Expansion of similar programs to more providers is an obvious next step, but numerous barriers obstruct this path forward:

  • Provider reimbursement is not currently aligned with mental and behavioral health outcomes
  • The field has not agreed on meaningful metrics with which to measure provider performance
  • Providers lack the technical infrastructure to support VBC program implementation
  • Mental and behavioral health continues to exist in one silo while physical health exists in another, preventing treatment of the whole person and related benefits from being realized

Health plans and providers will need to work together to remove these obstacles. They must take advantage of the opportunity to act now. But payers also are in a unique position to advocate for VBC programs, bridge gaps across stakeholders and capture the value associated with integrated care.

Health plans looking to advance VBC in the mental and behavioral health space should work with providers to ensure that they have what they need to meet this challenge. Here are a few key steps they can take:

  1. Align on metrics that matter. Plans should initiate payment contracts that align provider reimbursement to mental and behavioral health outcomes—but not just any outcomes. A plethora of metrics exist, yet there is limited understanding of which are considered gold standards by mental and behavioral health experts. Furthermore, performance measurement is often oversimplified. As explained by the chief medical officer of a regional health plan, “Most programs focus on driving down utilization, but the more sophisticated argument is that increased utilization now will decrease long-term cost, which requires a multiyear measurement window.” Plans should work toward meaningful outcome metrics as opposed to process metrics.
  2. Leverage social determinants of health (SDOH) dataResearch suggests that environmental and economic factors account for up to 80% of health outcomes. As health plans continue to collect more information on SDOH, they should use this data alongside historical care utilization patterns to predict future mental and behavioral health needs. A bird’s-eye view of future needs would allow health plans to deploy proactive interventions that prevent condition exacerbation and decrease long-term costs.
  3. Consider partners focused on value-based delivery. Not all provider organizations are ready to dive head-first into VBC arrangements. Health plans should identify those organizations that are willing and able from a cultural, financial and infrastructure perspective. Certain potential partners are already incorporating value-based models into mental healthcare (for instance, Ginger) and will become early adopters, while others will require a more gradual on-ramp to VBC programming. A systematic method for assessing provider readiness would help health plans allocate their resources to the partnerships that are likely to have the greatest impact.

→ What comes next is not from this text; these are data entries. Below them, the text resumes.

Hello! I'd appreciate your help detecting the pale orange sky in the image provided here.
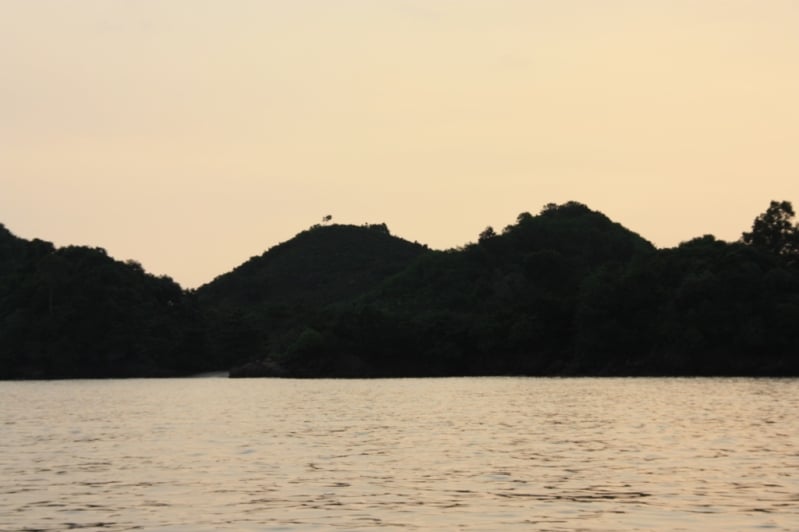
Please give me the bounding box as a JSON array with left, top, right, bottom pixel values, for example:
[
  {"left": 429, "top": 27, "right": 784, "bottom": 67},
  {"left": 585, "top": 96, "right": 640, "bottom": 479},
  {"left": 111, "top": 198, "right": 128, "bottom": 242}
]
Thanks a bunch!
[{"left": 1, "top": 1, "right": 797, "bottom": 288}]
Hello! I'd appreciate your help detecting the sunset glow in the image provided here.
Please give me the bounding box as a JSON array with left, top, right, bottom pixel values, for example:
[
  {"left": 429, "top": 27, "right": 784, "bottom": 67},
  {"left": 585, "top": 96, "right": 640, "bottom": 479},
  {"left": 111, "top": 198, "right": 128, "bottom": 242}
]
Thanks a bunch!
[{"left": 2, "top": 1, "right": 797, "bottom": 287}]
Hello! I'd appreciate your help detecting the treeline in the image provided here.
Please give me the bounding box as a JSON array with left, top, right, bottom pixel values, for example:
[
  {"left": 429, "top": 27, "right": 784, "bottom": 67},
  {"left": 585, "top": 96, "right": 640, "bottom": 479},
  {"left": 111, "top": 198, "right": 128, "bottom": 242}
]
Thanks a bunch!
[
  {"left": 0, "top": 226, "right": 220, "bottom": 378},
  {"left": 221, "top": 202, "right": 799, "bottom": 377},
  {"left": 1, "top": 201, "right": 798, "bottom": 379}
]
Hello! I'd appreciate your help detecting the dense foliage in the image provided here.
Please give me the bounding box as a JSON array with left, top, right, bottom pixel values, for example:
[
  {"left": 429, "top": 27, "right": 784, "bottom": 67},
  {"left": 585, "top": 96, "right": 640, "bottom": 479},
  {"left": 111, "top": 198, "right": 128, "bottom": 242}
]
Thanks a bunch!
[
  {"left": 0, "top": 225, "right": 217, "bottom": 378},
  {"left": 212, "top": 201, "right": 799, "bottom": 378},
  {"left": 2, "top": 200, "right": 799, "bottom": 379},
  {"left": 195, "top": 223, "right": 430, "bottom": 368}
]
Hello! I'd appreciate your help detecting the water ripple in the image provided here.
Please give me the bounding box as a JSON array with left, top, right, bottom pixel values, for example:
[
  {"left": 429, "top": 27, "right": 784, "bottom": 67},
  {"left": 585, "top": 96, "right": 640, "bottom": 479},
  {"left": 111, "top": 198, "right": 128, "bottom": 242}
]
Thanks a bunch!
[{"left": 1, "top": 377, "right": 798, "bottom": 530}]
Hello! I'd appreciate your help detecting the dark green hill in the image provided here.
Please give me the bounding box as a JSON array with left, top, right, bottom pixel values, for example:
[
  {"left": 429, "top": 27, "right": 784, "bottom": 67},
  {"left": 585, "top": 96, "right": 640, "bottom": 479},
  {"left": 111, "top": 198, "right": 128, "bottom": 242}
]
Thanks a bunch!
[
  {"left": 224, "top": 201, "right": 798, "bottom": 378},
  {"left": 198, "top": 223, "right": 430, "bottom": 308},
  {"left": 371, "top": 201, "right": 654, "bottom": 315},
  {"left": 195, "top": 223, "right": 432, "bottom": 368},
  {"left": 0, "top": 226, "right": 216, "bottom": 378},
  {"left": 226, "top": 203, "right": 659, "bottom": 377}
]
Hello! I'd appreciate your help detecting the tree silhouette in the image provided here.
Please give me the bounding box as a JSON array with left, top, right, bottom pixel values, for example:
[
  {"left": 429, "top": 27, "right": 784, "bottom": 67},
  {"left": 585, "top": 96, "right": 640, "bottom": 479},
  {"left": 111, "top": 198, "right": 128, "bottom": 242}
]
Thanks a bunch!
[
  {"left": 742, "top": 200, "right": 799, "bottom": 260},
  {"left": 478, "top": 226, "right": 497, "bottom": 243}
]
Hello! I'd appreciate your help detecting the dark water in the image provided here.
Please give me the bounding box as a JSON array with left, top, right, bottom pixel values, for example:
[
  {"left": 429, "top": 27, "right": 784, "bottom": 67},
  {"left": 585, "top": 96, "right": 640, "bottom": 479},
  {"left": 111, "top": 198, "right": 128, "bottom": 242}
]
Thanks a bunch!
[{"left": 1, "top": 377, "right": 797, "bottom": 531}]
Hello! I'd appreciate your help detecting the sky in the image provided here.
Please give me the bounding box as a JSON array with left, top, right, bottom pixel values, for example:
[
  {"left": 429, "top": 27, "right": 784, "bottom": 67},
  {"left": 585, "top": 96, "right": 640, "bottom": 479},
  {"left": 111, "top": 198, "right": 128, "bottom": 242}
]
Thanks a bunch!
[{"left": 1, "top": 1, "right": 798, "bottom": 288}]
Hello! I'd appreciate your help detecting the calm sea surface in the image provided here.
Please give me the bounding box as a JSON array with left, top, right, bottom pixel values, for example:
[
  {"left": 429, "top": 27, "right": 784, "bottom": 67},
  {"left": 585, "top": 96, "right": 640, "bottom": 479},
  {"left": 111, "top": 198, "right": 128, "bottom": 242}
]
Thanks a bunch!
[{"left": 1, "top": 377, "right": 798, "bottom": 531}]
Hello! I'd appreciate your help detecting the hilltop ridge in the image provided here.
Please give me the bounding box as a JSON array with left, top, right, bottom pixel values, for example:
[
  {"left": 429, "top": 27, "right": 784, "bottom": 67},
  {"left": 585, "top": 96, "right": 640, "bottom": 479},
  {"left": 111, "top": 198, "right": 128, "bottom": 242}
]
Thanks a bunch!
[
  {"left": 2, "top": 200, "right": 798, "bottom": 379},
  {"left": 198, "top": 222, "right": 429, "bottom": 308}
]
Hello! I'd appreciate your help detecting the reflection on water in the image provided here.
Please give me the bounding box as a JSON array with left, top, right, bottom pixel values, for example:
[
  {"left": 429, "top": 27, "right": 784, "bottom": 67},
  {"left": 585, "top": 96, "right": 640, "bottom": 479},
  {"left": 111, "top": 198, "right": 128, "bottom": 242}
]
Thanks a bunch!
[{"left": 1, "top": 378, "right": 798, "bottom": 531}]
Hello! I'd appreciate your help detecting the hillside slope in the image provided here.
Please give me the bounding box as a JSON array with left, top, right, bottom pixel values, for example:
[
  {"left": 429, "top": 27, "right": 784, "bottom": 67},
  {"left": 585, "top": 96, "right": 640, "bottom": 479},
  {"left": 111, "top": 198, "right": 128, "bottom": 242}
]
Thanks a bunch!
[
  {"left": 198, "top": 223, "right": 430, "bottom": 308},
  {"left": 225, "top": 202, "right": 799, "bottom": 378},
  {"left": 195, "top": 223, "right": 432, "bottom": 367},
  {"left": 0, "top": 225, "right": 216, "bottom": 378},
  {"left": 225, "top": 203, "right": 660, "bottom": 377}
]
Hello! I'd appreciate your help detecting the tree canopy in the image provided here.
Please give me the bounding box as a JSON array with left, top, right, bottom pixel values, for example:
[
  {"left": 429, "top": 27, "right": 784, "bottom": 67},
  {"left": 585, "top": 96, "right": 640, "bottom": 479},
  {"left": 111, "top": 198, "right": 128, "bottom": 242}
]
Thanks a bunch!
[
  {"left": 741, "top": 200, "right": 799, "bottom": 261},
  {"left": 2, "top": 200, "right": 799, "bottom": 379}
]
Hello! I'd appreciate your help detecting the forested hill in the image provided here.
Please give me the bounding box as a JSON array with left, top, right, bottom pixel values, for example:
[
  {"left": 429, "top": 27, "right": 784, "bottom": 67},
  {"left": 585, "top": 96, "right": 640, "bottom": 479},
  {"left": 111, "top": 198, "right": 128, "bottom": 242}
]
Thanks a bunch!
[
  {"left": 0, "top": 224, "right": 220, "bottom": 378},
  {"left": 2, "top": 201, "right": 799, "bottom": 379},
  {"left": 222, "top": 202, "right": 799, "bottom": 378},
  {"left": 197, "top": 223, "right": 429, "bottom": 309},
  {"left": 222, "top": 203, "right": 653, "bottom": 377},
  {"left": 193, "top": 223, "right": 432, "bottom": 367}
]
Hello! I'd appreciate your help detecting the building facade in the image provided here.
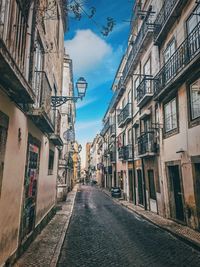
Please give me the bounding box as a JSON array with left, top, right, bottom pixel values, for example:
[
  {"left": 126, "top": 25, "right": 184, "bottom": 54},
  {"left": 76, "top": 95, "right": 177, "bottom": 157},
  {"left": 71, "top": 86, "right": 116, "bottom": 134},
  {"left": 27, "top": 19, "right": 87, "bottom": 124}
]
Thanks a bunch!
[
  {"left": 97, "top": 0, "right": 200, "bottom": 231},
  {"left": 0, "top": 0, "right": 67, "bottom": 264},
  {"left": 57, "top": 54, "right": 76, "bottom": 201}
]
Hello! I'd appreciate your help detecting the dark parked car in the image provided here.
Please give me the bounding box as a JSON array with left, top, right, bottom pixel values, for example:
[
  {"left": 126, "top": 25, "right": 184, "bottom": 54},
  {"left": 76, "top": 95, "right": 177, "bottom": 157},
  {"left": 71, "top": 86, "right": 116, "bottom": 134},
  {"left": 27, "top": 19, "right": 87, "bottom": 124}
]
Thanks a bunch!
[{"left": 111, "top": 187, "right": 121, "bottom": 198}]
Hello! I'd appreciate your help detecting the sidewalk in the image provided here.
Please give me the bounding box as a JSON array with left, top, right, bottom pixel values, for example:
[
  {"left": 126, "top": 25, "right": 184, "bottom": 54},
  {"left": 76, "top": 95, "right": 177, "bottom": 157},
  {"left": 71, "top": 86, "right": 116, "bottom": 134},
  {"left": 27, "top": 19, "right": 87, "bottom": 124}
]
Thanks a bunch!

The COVID-19 pandemic has brought mental and behavioral health challenges to the forefront of stakeholders’ minds and we should work diligently to keep them there. Failure to use this newfound energy as a springboard for VBC innovation will result in a missed opportunity to address long-standing, momentous problems. Investments in the mental and behavioral health system will be crucial, but we must ensure our efforts are directed at value-based solutions as opposed to perpetuating the current patchwork approach within the FFS model. Our work, however, does not end with VBC. There is much to be done in addressing related issues including, but not limited to, the lack of mental health parity and the disproportionate impact on underserved populations. As such, we should view VBC not as an endpoint, but rather the first of many disruptive innovations that will transform mental and behavioral health.